More so, the court ordered that the Chief Medical Director of the National Hospital must also be a member of the committee.
Meanwhile, when the case was called up on Wednesday, a counsel from the DSS, Mr. Suraj S’aad, SAN, informed the court that the NMA contacted the security agency and indicated that the medical report was not ready for presentation.
He, therefore, applied for a week’s adjournment to enable the medical board to conclude its assessment.
The application for an adjournment was not opposed by Kanu’s legal team, which was led by Dr. Onyechi Ikpeazu, SAN.
Consequently, Justice Omotosho deferred the submission of the report till the next adjourned date.
Kanu had, in a motion marked: FHC/ABJ/CR/383/2025, bemoaned that his health had taken a worrisome decline, a situation he said necessitated the invitation of doctors who carried out a thorough examination on him.
“The examination revealed issues to his health, including organs such as his pancreas and liver as well as an emerging lump underneath his armpit and dangerously low levels of potassium.
“The doctors have recommended that he be moved to the National Hospital as an interim measure to afford him medical attention and forestall further decline.
“The applicant’s health is seriously deteriorating, considering the nature of his confinement, thereby making more pressing the need to bring this application and have same heard by a vacation judge,” he added.
However, while opposing the application, the federal government’s team of lawyers led by Chief Adegboyega Awomolo, SAN, insisted that the DSS has well-equipped medical facilities that could effectively provide Kanu’s medical needs.
The federal government equally faulted the medical report that was issued by private physicians/consultants whom Kanu engaged to assess the condition of his health.
Earlier, the court dismissed the defendant’s contention that the prosecution failed to establish a prima facie case to warrant the continuation of his trial.
Kanu had after the prosecution closed its case with the evidence of five witnesses who were mostly DSS operatives, urged the court to terminate the trial and discharge him for want of evidence to sustain the charge.
He maintained that the totality of the evidence before the court did not establish that he committed any known crime.
While dismissing the application, the court said it was convinced that from both oral and documentary evidence that were adduced by the prosecution, a prima facie case was established to require explanations from the defendant.
It held that it was in Kanu’s interest that he should be allowed to clear the air on some of the allegations the FG levelled against him.
Therefore, the court ordered him to open his defence to the charge.
It will be recalled that Kanu was arrested on October 14, 2015, upon his return to the country from the United Kingdom.
Following his arraignment, the court, on April 25, 2017, granted him bail on health grounds after he had spent about 18 months in detention.
Upon the perfection of the bail conditions, he was on April 28, 2017, released from the Kuje prison.
However, midway into the trial, the IPOB leader escaped from the country after soldiers invaded his country home at Afara Ukwu Ibeku in Umuahia, Abia State, an operation that led to the death of some of his followers.

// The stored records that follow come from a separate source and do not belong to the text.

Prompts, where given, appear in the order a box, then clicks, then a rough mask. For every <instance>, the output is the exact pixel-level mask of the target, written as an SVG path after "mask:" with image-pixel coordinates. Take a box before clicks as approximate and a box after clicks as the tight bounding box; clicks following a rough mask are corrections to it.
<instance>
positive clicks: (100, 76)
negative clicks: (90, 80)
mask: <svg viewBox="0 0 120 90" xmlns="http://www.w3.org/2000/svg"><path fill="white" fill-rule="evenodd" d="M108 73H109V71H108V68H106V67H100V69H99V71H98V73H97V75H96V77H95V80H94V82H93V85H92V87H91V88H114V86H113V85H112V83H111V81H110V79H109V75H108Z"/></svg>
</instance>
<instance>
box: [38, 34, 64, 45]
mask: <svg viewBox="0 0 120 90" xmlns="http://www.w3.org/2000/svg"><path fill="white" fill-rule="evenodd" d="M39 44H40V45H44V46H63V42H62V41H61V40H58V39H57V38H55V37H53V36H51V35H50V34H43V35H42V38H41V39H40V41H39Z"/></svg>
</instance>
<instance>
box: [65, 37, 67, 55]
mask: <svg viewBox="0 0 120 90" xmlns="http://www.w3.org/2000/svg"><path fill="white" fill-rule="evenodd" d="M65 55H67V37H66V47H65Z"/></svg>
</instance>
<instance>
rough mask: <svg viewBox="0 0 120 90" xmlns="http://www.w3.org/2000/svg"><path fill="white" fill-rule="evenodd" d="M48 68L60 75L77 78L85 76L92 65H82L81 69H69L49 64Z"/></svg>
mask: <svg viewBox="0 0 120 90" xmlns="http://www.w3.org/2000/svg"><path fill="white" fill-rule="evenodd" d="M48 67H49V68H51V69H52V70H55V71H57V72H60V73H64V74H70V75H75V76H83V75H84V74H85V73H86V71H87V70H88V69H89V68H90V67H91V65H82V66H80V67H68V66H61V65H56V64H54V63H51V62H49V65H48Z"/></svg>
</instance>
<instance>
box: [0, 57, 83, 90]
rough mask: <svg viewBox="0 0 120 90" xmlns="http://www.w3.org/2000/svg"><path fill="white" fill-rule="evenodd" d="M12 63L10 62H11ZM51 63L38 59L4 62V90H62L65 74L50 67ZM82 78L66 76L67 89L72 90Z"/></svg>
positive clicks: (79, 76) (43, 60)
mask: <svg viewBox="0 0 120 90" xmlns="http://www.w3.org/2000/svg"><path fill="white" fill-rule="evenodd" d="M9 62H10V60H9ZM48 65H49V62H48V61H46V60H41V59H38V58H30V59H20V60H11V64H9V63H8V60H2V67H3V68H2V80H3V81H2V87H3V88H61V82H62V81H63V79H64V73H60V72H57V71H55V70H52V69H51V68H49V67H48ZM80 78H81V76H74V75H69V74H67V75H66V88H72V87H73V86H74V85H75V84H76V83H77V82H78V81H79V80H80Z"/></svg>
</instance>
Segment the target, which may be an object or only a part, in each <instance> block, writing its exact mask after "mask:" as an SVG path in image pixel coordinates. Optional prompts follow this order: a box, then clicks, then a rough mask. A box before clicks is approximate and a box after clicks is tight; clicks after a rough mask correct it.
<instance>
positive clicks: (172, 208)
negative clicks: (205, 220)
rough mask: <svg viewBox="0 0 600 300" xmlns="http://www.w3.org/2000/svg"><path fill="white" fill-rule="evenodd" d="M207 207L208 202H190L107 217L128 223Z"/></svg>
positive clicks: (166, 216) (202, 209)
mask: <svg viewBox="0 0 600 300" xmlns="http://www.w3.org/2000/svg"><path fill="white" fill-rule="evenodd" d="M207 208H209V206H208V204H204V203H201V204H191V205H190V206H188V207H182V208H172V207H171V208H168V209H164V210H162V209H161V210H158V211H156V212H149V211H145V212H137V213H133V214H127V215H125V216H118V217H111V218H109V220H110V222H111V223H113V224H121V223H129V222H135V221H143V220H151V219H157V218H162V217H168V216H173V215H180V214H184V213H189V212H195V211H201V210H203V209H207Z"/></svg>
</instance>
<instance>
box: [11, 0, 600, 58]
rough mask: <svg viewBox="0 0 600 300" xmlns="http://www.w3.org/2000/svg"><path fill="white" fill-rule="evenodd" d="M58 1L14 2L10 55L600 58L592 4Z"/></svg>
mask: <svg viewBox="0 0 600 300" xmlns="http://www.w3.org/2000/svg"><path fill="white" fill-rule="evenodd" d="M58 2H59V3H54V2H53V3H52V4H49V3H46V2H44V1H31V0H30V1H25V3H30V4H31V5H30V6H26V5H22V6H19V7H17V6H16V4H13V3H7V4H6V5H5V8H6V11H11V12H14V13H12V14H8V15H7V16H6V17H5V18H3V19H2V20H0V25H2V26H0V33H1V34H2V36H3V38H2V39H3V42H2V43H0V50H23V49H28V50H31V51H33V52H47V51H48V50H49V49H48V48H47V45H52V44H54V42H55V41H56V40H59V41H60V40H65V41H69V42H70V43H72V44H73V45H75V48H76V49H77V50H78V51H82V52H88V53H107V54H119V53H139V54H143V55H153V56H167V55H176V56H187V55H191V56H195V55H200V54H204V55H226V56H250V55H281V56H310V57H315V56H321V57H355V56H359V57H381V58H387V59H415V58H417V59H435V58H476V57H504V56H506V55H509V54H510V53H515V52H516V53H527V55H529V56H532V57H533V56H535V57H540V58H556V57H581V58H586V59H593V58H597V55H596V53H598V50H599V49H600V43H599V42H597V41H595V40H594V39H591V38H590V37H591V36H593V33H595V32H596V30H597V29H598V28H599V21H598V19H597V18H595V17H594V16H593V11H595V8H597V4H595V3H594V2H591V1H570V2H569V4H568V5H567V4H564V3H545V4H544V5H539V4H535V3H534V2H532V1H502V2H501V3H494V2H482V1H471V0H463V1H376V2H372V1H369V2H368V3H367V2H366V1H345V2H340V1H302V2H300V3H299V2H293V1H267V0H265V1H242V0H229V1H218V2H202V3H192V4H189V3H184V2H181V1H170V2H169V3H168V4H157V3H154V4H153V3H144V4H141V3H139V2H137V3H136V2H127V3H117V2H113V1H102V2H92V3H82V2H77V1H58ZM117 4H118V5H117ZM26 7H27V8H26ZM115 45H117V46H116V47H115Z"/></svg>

Kanu was later re-arrested in Kenya on June 19, 2021 and extraordinarily renditioned back to the country by security agents on June 27, 2021.

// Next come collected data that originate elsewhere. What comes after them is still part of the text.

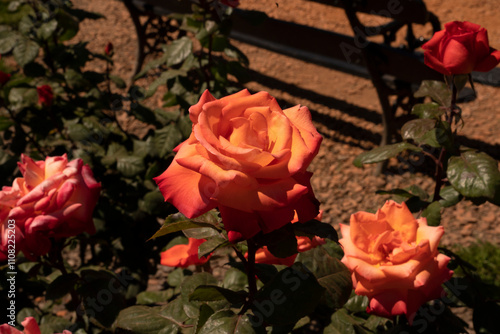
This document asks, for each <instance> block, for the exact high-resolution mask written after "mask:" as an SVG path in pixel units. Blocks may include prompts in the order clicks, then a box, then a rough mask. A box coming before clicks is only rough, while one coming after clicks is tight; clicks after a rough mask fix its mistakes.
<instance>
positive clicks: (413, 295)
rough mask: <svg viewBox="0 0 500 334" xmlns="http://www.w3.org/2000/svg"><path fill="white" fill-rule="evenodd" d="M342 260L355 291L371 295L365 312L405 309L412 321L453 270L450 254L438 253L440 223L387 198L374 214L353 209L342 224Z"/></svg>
mask: <svg viewBox="0 0 500 334" xmlns="http://www.w3.org/2000/svg"><path fill="white" fill-rule="evenodd" d="M340 229H341V232H342V237H343V238H342V239H341V240H340V243H341V244H342V246H343V247H344V254H345V255H344V258H343V259H342V262H343V263H344V264H345V265H346V266H347V267H348V268H349V270H351V272H352V281H353V286H354V289H355V292H356V294H358V295H364V296H367V297H368V298H370V304H369V306H368V307H367V312H369V313H373V314H376V315H380V316H384V317H388V318H390V317H392V316H395V315H399V314H406V316H407V318H408V320H409V321H410V323H411V322H412V320H413V318H414V316H415V314H416V312H417V310H418V309H419V308H420V306H421V305H422V304H424V303H425V302H427V301H429V300H433V299H436V298H439V297H441V293H442V292H443V289H442V287H441V284H442V283H444V282H445V281H447V280H448V279H450V278H451V276H452V274H453V271H451V270H449V269H448V268H447V267H446V266H447V264H448V261H449V260H450V258H449V257H447V256H445V255H443V254H440V253H438V250H437V247H438V244H439V240H440V239H441V236H442V235H443V233H444V229H443V227H442V226H438V227H432V226H427V221H426V219H425V218H420V219H415V218H414V217H413V215H412V214H411V212H410V210H408V208H407V207H406V204H404V203H402V204H397V203H396V202H394V201H387V202H386V203H385V205H384V206H383V207H382V208H381V209H380V210H378V211H377V213H376V214H372V213H368V212H358V213H355V214H353V215H351V223H350V226H347V225H343V224H340Z"/></svg>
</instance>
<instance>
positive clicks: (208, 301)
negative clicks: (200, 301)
mask: <svg viewBox="0 0 500 334" xmlns="http://www.w3.org/2000/svg"><path fill="white" fill-rule="evenodd" d="M246 297H247V293H246V292H245V291H233V290H230V289H226V288H221V287H219V286H216V285H200V286H198V287H197V288H196V289H195V290H194V291H193V293H192V294H191V295H190V296H189V301H201V302H213V301H217V300H227V301H228V302H230V303H231V304H233V305H237V306H236V307H240V306H241V305H243V303H244V302H245V299H246Z"/></svg>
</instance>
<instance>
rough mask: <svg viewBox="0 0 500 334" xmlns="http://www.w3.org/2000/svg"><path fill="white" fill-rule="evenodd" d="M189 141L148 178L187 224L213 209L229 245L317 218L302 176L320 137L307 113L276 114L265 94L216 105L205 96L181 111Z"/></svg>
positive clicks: (318, 140)
mask: <svg viewBox="0 0 500 334" xmlns="http://www.w3.org/2000/svg"><path fill="white" fill-rule="evenodd" d="M189 117H190V119H191V121H192V123H193V126H192V133H191V136H190V137H189V138H188V139H187V140H186V141H184V142H183V143H181V144H180V145H179V146H178V147H177V148H176V149H175V151H176V152H177V155H176V156H175V159H174V161H173V162H172V164H171V165H170V166H169V167H168V169H167V170H166V171H165V172H164V173H163V174H161V175H160V176H158V177H156V178H154V180H155V181H156V183H157V184H158V186H159V188H160V190H161V192H162V194H163V196H164V198H165V200H166V201H169V202H171V203H172V204H174V205H175V207H176V208H177V209H178V210H179V211H180V212H182V213H183V214H184V215H185V216H187V217H189V218H193V217H197V216H199V215H201V214H203V213H205V212H207V211H209V210H211V209H213V208H215V207H218V208H219V210H220V213H221V217H222V220H223V223H224V227H225V229H226V230H227V231H228V238H229V240H230V241H231V242H235V241H238V240H243V239H248V238H251V237H253V236H254V235H255V234H257V233H258V232H260V231H262V232H264V233H268V232H271V231H273V230H275V229H278V228H280V227H282V226H284V225H286V224H287V223H289V222H290V221H292V219H293V217H294V215H295V214H297V215H298V219H299V220H300V221H307V220H310V219H313V218H314V217H316V216H317V215H318V206H319V203H318V201H317V200H316V198H315V197H314V194H313V192H312V189H311V185H310V181H309V179H310V177H311V175H312V174H311V173H308V172H307V171H306V168H307V167H308V166H309V164H310V162H311V160H312V159H313V157H314V156H315V155H316V154H317V153H318V150H319V145H320V143H321V140H322V137H321V136H320V135H319V134H318V132H317V131H316V129H315V127H314V125H313V124H312V121H311V114H310V112H309V110H308V109H307V107H301V106H295V107H292V108H289V109H286V110H282V109H281V108H280V106H279V105H278V103H277V102H276V100H275V99H274V98H273V97H271V96H270V95H269V94H268V93H266V92H259V93H257V94H253V95H252V94H250V93H249V92H248V91H247V90H243V91H240V92H238V93H236V94H233V95H229V96H227V97H224V98H221V99H219V100H217V99H215V98H214V97H213V96H212V95H211V94H210V93H209V92H208V91H205V92H204V93H203V95H202V97H201V98H200V101H199V102H198V103H197V104H196V105H194V106H192V107H191V108H190V109H189Z"/></svg>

Owing to the development, the trial court, on June 29, 2021, remanded him in the custody of DSS, where he has remained to date.
On April 8, 2022, the court struck out eight out of the 15-count charge that FG preferred against him on the premise that they lacked substance.

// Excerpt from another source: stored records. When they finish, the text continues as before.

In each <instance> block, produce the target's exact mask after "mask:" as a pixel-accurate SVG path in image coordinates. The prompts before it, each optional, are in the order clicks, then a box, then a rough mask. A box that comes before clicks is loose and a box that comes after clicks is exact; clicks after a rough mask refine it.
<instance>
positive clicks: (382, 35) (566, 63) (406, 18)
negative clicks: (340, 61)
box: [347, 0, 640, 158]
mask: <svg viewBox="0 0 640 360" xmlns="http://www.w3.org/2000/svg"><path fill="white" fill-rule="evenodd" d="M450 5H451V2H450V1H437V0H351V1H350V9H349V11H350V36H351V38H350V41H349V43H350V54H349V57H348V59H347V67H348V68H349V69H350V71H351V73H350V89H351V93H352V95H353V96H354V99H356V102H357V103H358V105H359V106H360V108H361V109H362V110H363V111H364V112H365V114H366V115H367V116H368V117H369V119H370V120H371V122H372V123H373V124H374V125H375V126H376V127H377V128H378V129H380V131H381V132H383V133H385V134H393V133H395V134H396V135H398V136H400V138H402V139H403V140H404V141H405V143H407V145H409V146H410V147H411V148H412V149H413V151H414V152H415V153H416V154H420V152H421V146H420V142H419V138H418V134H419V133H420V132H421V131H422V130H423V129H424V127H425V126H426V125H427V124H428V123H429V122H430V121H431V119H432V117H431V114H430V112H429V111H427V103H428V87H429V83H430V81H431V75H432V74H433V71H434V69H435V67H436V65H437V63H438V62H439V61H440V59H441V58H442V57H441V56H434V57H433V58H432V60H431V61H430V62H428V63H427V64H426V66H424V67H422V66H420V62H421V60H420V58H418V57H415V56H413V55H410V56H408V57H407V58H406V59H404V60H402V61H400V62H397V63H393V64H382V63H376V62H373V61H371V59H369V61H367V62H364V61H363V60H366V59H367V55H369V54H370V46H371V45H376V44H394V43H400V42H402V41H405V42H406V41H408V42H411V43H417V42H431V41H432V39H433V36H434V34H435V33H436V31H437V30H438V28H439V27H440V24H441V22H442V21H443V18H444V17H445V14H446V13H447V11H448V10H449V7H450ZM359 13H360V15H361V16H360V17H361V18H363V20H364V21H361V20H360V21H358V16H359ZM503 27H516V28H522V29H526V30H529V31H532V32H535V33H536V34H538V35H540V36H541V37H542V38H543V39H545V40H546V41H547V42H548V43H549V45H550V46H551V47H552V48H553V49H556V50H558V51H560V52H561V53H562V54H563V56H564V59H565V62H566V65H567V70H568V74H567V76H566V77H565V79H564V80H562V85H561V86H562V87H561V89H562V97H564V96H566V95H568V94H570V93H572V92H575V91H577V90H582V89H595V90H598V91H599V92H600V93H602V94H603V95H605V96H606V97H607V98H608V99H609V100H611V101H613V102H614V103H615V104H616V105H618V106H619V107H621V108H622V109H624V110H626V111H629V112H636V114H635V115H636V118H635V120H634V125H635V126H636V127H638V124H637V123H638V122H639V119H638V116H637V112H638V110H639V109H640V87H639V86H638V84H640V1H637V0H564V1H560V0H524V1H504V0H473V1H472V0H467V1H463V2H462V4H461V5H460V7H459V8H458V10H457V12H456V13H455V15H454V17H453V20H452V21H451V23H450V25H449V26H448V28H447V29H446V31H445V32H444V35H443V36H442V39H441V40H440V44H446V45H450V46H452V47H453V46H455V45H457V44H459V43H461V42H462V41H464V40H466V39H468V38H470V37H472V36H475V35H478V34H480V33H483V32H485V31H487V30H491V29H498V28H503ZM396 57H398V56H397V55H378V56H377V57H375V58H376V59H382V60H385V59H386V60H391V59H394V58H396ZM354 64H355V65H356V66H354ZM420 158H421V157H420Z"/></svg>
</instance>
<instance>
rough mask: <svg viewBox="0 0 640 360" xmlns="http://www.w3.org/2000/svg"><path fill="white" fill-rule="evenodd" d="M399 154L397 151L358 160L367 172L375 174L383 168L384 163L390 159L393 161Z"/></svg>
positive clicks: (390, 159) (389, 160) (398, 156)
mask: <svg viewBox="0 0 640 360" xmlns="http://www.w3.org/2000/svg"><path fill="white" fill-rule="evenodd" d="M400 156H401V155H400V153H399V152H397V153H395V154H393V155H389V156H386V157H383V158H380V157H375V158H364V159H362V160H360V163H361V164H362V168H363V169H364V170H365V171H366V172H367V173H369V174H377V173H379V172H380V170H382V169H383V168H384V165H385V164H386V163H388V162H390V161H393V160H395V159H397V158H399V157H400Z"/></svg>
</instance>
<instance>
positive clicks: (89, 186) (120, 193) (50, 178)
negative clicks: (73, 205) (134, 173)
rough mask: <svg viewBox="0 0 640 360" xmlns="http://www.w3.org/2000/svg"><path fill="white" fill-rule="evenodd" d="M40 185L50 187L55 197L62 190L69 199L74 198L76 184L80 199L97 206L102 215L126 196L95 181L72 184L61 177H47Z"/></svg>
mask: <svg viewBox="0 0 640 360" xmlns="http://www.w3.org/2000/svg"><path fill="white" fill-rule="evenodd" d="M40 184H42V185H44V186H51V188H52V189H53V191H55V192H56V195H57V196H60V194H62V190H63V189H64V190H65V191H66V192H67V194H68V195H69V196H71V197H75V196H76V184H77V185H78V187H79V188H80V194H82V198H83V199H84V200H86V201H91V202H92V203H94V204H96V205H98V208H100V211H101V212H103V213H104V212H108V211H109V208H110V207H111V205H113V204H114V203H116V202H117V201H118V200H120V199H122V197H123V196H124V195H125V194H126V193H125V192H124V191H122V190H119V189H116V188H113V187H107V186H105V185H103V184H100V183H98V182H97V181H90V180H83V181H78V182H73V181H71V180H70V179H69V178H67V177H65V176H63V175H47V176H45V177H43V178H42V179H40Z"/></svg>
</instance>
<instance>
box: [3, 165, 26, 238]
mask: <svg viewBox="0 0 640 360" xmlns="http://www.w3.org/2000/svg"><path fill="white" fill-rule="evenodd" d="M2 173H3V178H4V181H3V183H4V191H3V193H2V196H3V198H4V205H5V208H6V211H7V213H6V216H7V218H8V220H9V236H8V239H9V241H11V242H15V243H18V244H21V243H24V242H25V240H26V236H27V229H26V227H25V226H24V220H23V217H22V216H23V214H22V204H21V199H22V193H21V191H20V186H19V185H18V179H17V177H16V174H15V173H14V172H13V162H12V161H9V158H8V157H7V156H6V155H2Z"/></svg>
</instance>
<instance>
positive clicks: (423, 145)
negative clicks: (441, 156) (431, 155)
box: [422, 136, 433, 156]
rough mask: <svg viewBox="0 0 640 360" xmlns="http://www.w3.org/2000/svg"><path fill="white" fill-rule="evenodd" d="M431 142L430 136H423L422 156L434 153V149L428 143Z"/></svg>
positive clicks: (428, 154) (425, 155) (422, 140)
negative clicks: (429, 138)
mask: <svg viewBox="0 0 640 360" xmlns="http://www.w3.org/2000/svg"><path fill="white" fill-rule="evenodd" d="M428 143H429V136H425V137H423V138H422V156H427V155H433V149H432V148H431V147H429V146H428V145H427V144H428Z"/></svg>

Likewise, the Abuja Division of the Court of Appeal, on October 13, 2022, ordered Kanu’s immediate release from detention even as it quashed the charge against him.
Dissatisfied with the decision, the federal government took the matter before the Supreme Court, even as it persuaded the appellate court to suspend the execution of the judgment, pending the determination of its appeal.
While deciding the appeal, the Supreme Court, on December 15, 2023, vacated the judgment of the appellate court and gave the federal government the nod to try the IPOB leader on the subsisting seven-count charge.